PRESSURE PULSES CAN CAUSE FALSE ALARMS TO O2 SENSORS

September 2023, MARIETTA, GA ~

Oxygen Sensors are sensitive to pressure:

The output from partial pressure sensors is 100% proportional to the ambient pressure; therefore, changes in atmospheric pressure can produce false alarms. For example, if the pressure increased by 15 kPa (i.e. 15% increase at an ambient pressure of 1 atmosphere) then the oxygen sensor output will increase by 15%: from 20.9% to 24% oxygen, causing the gas detector to alarm. The output from mass flow-controlled sensors (including the most of our oxygen sensors) are not 100% proportional to the ambient pressure, showing a much reduced pressure effect: about 7% dependent; for example, a 15 kPa pressure change (i.e. 15% pressure increase) will cause the sensor output to increase by 7% of 15%: a 1.05% output increase from 20.9 to 21.1% oxygen, avoiding an alarm. However, mass flow oxygen sensors show transient behavior when subjected to a rapid change in ambient pressure.

Rapid pressure changes can occur in several situations:

• If a portable safety instrument is placed in the trunk of the car and the lid is closed then the instrument will see a temporary positive pressure change.

• If a miner descends rapidly into a deep mine, the gas detector will see a rapid positive pressure pulse.

• If a technician or operator passes through an airlock then the gas detector will respond to a positive or negative pressure pulse.

• Hand aspirated or pumped samplers cause positive or negative pressure pulses. Although mass flow controlled oxygen sensors show transient behavior due to pressure pulses, good design and validation of the pressure pulse effect can minimize this problem.

Positive and Negative Pressures:

A positive change in pressure leads to an almost instantaneous increase in the output from the oxygen sensor, decaying in a shape reminiscent of discharge of a capacitor. Negative pulses also show the same characteristic but are much smaller in magnitude and most alarms occur from positive pressure pulses.

Characteristics of a Positive Pressure Pulse:

A positive pressure pulse can be characterized by two parameters:

• Pulse peak height

• Time spent above 23% oxygen, which is a typical alarm level; this parameter assists designers in defining permissible time windows for ignoring pressure pulses. This time is specified for near-instantaneous pressure changes, but some applications create a ramped pressure step, such as a descent into a coal mine.

• Time spent above 23% oxygen, which is a typical alarm level; this parameter assists designers in defining permissible time windows for ignoring pressure pulses.

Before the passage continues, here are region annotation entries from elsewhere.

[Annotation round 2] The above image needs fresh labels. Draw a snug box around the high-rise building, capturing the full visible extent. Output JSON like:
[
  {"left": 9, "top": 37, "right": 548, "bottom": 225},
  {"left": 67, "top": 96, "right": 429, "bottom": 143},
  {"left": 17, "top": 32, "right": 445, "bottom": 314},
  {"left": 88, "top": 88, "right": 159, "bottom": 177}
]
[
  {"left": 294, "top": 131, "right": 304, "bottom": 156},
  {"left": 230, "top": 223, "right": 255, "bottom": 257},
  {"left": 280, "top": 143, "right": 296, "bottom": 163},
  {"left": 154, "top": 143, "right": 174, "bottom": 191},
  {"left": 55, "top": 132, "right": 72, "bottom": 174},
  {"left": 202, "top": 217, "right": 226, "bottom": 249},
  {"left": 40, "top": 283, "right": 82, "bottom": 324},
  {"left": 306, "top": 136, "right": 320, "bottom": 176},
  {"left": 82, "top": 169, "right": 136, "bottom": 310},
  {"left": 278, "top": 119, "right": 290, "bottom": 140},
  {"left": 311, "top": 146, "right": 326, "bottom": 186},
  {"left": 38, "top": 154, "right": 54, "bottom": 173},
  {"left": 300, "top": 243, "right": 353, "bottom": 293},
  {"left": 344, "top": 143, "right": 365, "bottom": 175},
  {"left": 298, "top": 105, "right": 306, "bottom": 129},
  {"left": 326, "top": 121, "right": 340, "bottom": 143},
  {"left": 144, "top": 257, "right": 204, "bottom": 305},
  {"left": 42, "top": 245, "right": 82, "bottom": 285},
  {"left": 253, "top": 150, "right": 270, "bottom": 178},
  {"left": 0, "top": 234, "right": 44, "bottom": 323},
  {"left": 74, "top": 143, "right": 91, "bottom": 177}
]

This time is specified for near-instantaneous pressure changes, but some applications create a ramped pressure step, such as a descent into a coal mine.

Oxygen Sensors and Transient Pressure Behavior:

These characteristics listed below can help customers to design the system to minimize alarms due to pressure changes.

1. Peak height is linearly dependent on the magnitude of the pressure change, for pressure pulses or steps up to 2 bar. Above 2 bar, peak height sensitivity is reduced.

2. Pressure changes less than 2kPa can be ignored.

3. The time in alarm (i.e., a reading greater than 23% oxygen) increases linearly with the magnitude of the pressure change.

4. Positive pressure changes cause peaks that have a peak height typically three times greater than troughs from negative pressure changes.

5. You should quantify the magnitude and rate of pressure changes for your applications in order to determine alarm time windows and expected peak heights.

6. Pressure changes are usually very fast (except for descents into mines) - much faster than any expected change in oxygen concentration. This allows software intervention to determine whether a sensor output transient is due to a true oxygen change or a pressure change.

7. Sensors with higher output are less sensitive to pressure changes: the O2-A1 has the smallest peak height and the O2-A3 has the largest peak height.